An Internal Domain of Beta Tropomyosin Increases Myofilament Calcium Sensitivity

Abstract

Table of ContentsTropomyosin (TM) is involved in calcium mediated muscle contraction and relaxation in the heart. Striated muscle alpha TM is the major isoform expressed in the heart. Expression of striated muscle beta TM in murine myocardium results in a decreased rate of relaxation and increased myofilament calcium sensitivity. Replacing the carboxyl terminus (amino acids 258-284) of alpha TM for beta TM (a troponin-T [TnT] binding region) results in decreased rates of contraction and relaxation in the heart and decreased myofilament calcium sensitivity. We hypothesized that the putative internal TnT binding domain (amino acids 175-190) of beta TM may be responsible for the increased myofilament calcium sensitivity observed when the entire beta TM is expressed in the heart. To test this hypothesis, we generated transgenic mice that express a chimeric TM containing beta TM amino acids 175-190 in the backbone of alpha TM (amino acids 1-174 and 191-284). These mice express 16% - 57% chimeric TM, and they do not develop cardiac hypertrophy or any other morphological changes. Physiological analysis shows these hearts exhibit systolic and diastolic dysfunction and a positive response to isoproterenol.

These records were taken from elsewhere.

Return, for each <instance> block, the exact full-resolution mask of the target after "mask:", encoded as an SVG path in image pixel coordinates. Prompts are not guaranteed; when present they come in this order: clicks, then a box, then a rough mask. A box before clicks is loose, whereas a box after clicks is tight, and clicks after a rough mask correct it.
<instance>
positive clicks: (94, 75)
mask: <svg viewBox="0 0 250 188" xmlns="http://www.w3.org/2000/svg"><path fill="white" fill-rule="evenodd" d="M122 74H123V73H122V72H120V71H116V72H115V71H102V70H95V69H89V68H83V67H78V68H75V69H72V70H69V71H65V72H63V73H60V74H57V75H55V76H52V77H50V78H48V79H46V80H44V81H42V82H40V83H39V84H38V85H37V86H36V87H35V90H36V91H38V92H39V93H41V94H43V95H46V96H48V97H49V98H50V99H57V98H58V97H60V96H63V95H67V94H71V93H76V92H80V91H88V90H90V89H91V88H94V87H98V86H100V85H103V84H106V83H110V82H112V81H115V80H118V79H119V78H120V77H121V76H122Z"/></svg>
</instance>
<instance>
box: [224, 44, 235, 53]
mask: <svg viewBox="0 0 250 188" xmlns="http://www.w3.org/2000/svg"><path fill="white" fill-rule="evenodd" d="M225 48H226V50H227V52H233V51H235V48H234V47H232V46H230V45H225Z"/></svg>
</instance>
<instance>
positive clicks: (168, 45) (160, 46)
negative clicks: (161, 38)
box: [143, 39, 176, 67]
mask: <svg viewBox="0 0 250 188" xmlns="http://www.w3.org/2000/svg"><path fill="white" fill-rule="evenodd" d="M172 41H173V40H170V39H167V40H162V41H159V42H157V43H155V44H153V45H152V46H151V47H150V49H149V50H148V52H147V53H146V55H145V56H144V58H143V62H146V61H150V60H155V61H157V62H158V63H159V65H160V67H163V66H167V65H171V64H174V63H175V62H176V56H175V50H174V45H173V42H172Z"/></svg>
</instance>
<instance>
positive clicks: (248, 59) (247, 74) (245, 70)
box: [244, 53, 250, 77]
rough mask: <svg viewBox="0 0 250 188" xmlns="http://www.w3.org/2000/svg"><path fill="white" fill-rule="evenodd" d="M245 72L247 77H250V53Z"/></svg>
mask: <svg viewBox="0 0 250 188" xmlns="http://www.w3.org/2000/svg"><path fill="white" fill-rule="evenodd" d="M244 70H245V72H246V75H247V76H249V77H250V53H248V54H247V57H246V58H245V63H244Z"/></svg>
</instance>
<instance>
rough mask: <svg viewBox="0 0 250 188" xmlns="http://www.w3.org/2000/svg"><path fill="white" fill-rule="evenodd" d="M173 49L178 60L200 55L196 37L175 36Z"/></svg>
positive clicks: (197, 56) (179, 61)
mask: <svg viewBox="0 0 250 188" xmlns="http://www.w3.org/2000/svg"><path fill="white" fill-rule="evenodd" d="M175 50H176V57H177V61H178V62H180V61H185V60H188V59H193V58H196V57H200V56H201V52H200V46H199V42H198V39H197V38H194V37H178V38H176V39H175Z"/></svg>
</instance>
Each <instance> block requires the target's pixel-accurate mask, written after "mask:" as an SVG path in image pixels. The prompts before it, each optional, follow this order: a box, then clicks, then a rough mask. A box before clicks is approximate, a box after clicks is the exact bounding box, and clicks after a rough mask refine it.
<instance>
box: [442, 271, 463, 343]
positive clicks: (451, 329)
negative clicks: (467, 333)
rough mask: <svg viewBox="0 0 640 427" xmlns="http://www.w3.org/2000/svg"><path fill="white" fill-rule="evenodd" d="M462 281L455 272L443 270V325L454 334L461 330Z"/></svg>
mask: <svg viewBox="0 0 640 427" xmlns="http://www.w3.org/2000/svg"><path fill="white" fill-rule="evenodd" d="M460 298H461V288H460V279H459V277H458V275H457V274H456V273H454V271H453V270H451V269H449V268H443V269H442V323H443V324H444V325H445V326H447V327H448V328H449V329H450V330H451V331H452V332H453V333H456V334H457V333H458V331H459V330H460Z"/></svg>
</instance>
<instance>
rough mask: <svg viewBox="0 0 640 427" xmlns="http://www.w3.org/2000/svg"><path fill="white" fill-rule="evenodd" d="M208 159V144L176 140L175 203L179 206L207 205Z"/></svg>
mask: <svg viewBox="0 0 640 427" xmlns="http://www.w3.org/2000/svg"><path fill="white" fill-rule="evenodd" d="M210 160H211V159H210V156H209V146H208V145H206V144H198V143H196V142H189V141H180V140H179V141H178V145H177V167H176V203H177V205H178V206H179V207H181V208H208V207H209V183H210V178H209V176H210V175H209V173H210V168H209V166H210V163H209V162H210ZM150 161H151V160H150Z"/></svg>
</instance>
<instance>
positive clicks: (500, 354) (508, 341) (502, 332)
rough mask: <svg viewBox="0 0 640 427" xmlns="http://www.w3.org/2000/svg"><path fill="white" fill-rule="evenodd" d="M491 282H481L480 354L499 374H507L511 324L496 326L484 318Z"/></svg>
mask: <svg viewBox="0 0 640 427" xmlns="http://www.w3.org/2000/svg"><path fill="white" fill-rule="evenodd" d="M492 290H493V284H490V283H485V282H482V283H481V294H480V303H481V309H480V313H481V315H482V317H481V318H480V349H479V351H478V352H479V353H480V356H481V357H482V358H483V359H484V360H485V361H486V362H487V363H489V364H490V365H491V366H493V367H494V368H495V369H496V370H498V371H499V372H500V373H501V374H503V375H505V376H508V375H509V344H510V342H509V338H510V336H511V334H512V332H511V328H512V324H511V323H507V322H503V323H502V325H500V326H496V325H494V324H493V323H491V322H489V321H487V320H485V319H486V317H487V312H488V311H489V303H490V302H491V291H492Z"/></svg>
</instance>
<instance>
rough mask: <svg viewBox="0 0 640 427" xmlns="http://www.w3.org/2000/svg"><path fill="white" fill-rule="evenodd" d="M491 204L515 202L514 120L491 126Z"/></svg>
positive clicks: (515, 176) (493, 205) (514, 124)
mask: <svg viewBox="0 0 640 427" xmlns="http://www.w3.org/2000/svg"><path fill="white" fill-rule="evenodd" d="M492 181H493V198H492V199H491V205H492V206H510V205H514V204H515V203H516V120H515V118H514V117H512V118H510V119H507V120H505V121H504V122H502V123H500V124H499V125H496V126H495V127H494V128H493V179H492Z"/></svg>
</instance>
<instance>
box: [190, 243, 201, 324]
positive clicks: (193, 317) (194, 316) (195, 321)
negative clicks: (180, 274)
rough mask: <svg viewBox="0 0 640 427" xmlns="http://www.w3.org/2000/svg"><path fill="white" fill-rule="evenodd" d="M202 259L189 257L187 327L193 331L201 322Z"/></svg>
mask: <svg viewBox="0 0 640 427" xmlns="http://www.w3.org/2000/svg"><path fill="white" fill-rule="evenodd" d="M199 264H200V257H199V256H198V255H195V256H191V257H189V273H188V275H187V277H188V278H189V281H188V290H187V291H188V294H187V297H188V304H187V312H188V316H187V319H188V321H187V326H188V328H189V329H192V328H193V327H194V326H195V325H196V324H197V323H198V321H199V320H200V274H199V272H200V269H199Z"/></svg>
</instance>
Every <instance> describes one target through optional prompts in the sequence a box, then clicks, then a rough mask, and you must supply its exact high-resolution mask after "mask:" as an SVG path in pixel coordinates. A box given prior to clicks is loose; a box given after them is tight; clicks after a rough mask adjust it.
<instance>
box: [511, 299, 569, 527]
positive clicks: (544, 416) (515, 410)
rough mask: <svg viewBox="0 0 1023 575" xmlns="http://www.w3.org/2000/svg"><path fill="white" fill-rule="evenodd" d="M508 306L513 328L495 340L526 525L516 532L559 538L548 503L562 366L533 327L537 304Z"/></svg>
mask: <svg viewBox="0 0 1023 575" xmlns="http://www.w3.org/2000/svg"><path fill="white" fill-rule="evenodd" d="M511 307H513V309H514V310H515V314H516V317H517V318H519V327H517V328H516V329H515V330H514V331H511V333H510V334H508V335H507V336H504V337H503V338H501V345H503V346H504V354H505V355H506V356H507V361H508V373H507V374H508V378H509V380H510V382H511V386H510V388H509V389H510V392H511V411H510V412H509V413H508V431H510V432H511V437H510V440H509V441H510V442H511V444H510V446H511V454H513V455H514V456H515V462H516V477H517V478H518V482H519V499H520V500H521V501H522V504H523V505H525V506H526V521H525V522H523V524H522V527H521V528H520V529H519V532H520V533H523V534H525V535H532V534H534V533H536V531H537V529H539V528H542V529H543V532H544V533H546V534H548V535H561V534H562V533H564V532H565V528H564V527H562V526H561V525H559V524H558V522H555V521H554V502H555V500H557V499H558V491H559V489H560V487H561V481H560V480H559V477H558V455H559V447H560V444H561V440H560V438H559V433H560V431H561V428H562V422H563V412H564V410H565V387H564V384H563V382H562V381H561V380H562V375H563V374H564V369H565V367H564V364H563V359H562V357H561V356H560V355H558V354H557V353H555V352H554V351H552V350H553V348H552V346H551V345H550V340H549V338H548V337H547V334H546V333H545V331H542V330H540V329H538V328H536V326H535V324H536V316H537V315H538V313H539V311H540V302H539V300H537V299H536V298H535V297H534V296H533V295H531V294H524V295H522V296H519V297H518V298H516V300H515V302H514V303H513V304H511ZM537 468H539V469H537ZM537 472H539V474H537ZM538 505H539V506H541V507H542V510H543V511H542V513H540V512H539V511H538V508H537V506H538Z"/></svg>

Skinned fiber bundle analyses show a significant increase in myofilament calcium sensitivity. Biophysical studies demonstrate that the exchanged amino acids do not influence the flexibility of TM. This is the first study to demonstrate that a specific domain within TM can increase calcium sensitivity of the thin filament. Further, these results enhance the understanding of why TM mutations associated with familial hypertrophic cardiomyopathy also demonstrate increased myofilament sensitivity to calcium.